For Tara Stone, the word “senior” does not necessarily equal “retired.”
That’s why the new senior activities director at The J is focusing her effort on people ages 55 and up, “bringing more programming to those who are getting ready to retire.”
Stone, who succeeds Diane Sadle as senior director, started her new job on Jan. 1.
Her focus will build on Sadle’s work, which reached out to baby boomers with more travel and out-of-building activities. Stone also wants to emphasize physical, mental and spiritual activities, acknowledging that seniors are more active than are sometimes perceived.
“When people think of our senior adult program, they think it’s all for the elderly, and not necessarily for those who are spry, active and able to do,” Stone said.
She said she wants to change that.
She hopes to promote existing activities at The J, such as pickleball. But she also has new activities in mind, which she is not yet ready to name.
But she did say plans to offer what she calls “bucket list” activities to her members.
“Maybe there’s an instrument they want to learn to play or a language they want to learn, some place to go,” Stone said. “To me, there’s so much opportunity.”
She also plans to commit more of the center’s resources to cognitive programming.
“That’s something I am passionate about,” said Stone, whose grandmother had Alzheimer’s. “I’ve spent a lot of time with Alzheimer’s and dementia [clients].”
In fact, At Sunrise Senior Living, where she previously worked as activities and volunteer coordinator, 75 percent of the residents had some kind of “cognitive impairment.”

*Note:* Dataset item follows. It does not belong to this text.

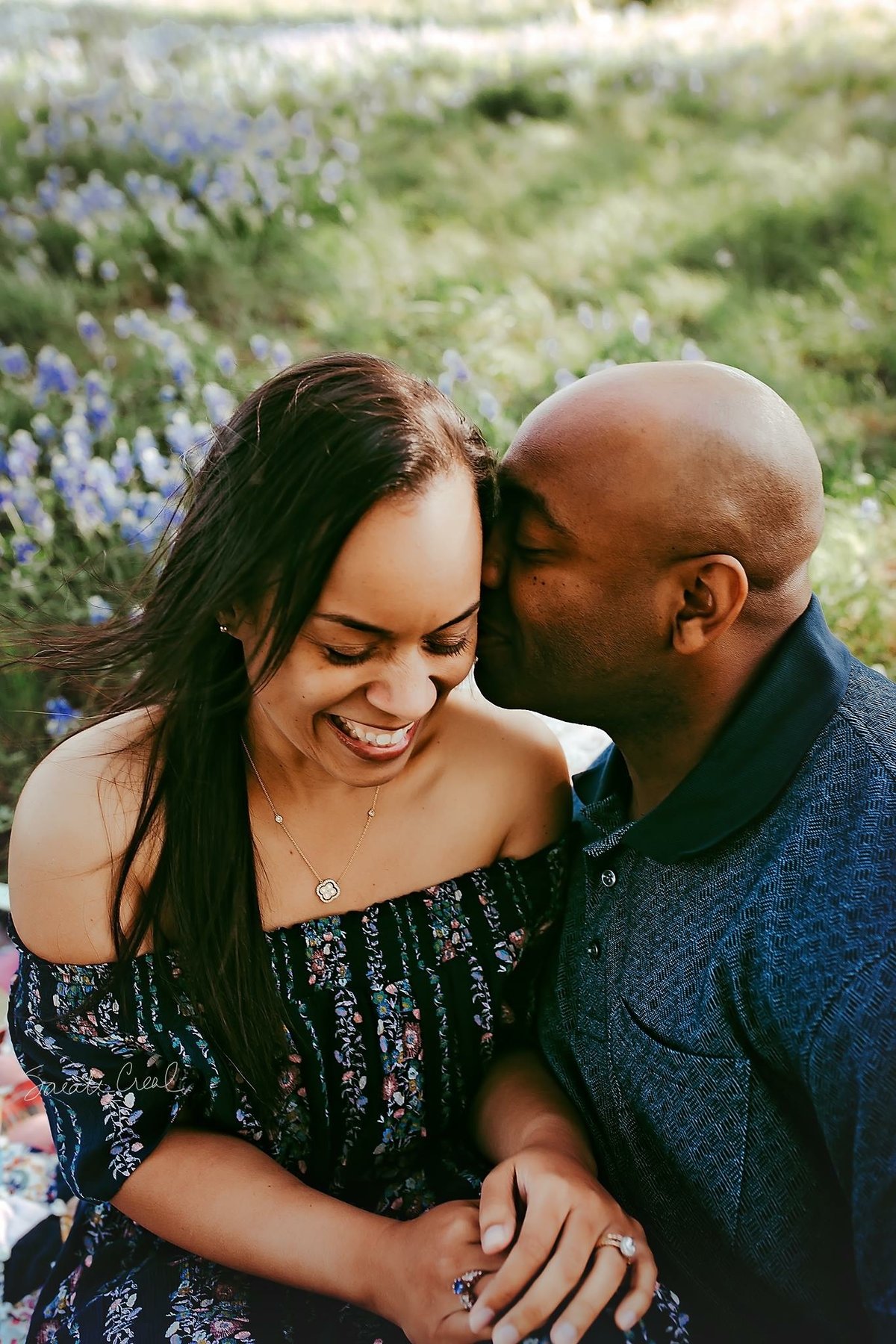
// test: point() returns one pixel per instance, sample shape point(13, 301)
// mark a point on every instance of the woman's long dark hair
point(282, 485)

By offering more fitness activities for the mind, she said, she hopes to prevent, or at least delay, impairment in clients who don’t yet exhibit the symptoms.

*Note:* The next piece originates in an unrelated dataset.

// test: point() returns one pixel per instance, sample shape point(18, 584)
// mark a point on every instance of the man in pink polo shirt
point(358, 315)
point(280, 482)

(Being “intellectually engaged” may stimulate the brain, according to the National Institute on Aging. Citing studies, it said activities such as volunteering or taking up hobbies improve thinking ability while improving one’s outlook and teaching new skills.)
This is not Stone’s first stint at The J.
A native of Elma, Michigan, she moved to Louisville in 2010 and started work at the then-Jewish Community Center in 2011 – as a 90-day temp.
By the time she left – in 2017 – she held the position of wellness and member experience director, overseeing seniors, fitness and customer service.
After she left, she ran a boutique and DIY jewelry- making business and taught an afterschool art class at the Americana Community Center, which serves Louisville’s refugee, immigrant and underserved populations through education and family support.
She worked Sunrise Senior Living prior to returning to The J.
Mindful that the Senior Center serves Jews and non-Jews, Stone nevertheless promised to maintain the Senior Center’s Jewish holiday activities, noting that the majority of her clients are Jewish.
“We will definitely keep our traditional holiday celebrations and Friday Shabbat,” Stone said.